Tuesday, March 12, 2013

Have You Seen Bobby or His Shoes?

This is a running joke with Rajesh.  I saw him earlier today, and I asked him if he saw Bobby.  Rajesh was in New York City last week, and he and I had exchanged emails that he was meeting Bobby. If you don't already know, Bobby is Robert De Niro.  Ever since I told Rajesh about my Bobby story, he says, "Have you seen Bobby?" when something New York City triggers it.  Ahhh, my Bobby story...

When I moved to New York City, our first office location was at Manhattan Mini-Storage.  I found this place to move our company's assets into, including the filing cabinets and files.  I would go to the storage place almost every day to work on files and just get administrative things done.   The rest of the time, I worked in my apartment.

We then moved to an office in East Village at a plug-and-play setup that hosted many other startup companies.  One of them was Kayak - yes, the kayak.com travel site that you see all over television commercials and internet ads today.  I forgot the name of the plug-and-play place, but I remember it was located near Astoria Place that had the Starbucks where they filmed a scene from the first Sex and the City movie.  It was also right across the street from the theater where the Blue Man Group performed.  I lived in West Village, and it only took me about 10 minutes to walk to the East Village office.

We closed our Series B round there.  I remember that too.  I was desperate to run a Windows patch one night because my computer was not cooperating, and so I ended up staying there late.  Walking late at night back to my apartment from East Village to West Village was no bother though.  New York City is safe.

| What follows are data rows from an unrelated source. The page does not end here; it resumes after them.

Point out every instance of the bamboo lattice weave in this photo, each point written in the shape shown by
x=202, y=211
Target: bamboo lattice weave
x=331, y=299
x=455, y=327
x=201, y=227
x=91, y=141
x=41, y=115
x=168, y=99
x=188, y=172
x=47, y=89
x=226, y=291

After about 5 months, we wanted to relocate to a place closer to Soho or Tribeca.  We looked around, even in a building in Chinatown. We finally settled on a building in Tribeca in Lower Manhattan.  It turned out to be the Tribeca Film Center, where they prepare and run the Tribeca Film Festival.  Robert De Niro owns the building, and at the time he had an office on the 8th floor.  I'm not sure if it's still the case.  We happened to lease an office on the same floor and even had a desk there that was rumored to have been owned by Jon Stewart.  We even hired a girl (I don't remember her name) who was a former backup dancer for Christina Aguilera.  I think her name was Mary.

There was celebrity-ism everywhere.  However, despite being located there and working in that office early in the morning to late at night almost seven days a week, I did not get to see Bobby.  He could not have been more elusive.

One day, one of my co-workers named Spam said he saw Bobby and Sean Bean.  I should have been with Spam, but I missed out.  Another time, I went to lunch with another co-worker named Anne.  When we returned and got on the elevator, she was trying to get my attention with a look that I couldn't figure out.  I had my back to the lobby as the elevator doors closed.  As soon as they closed, Anne told me that Bobby was in the lobby.  Ugh!  I had missed him again.

Another opportunity I had to see him was when one of his assistants came walking through the floor asking everyone if they had seen Bobby's shoes.  So I knew he must have been in the office that day.  I stepped out of our office to see if I could get a glance, but Bobby did not appear.

Alas, I did not see Bobby or his shoes.  Life went on this way until I eventually moved the company's assets out of Tribeca and back to California into the Campbell office. I have so many start-up war stories and the scars to prove it.  And not seeing Bobby or his shoes are deep scars that I cannot recover from.  If there is a slim chance that Robert De Niro reads my blog, perhaps he can heal them.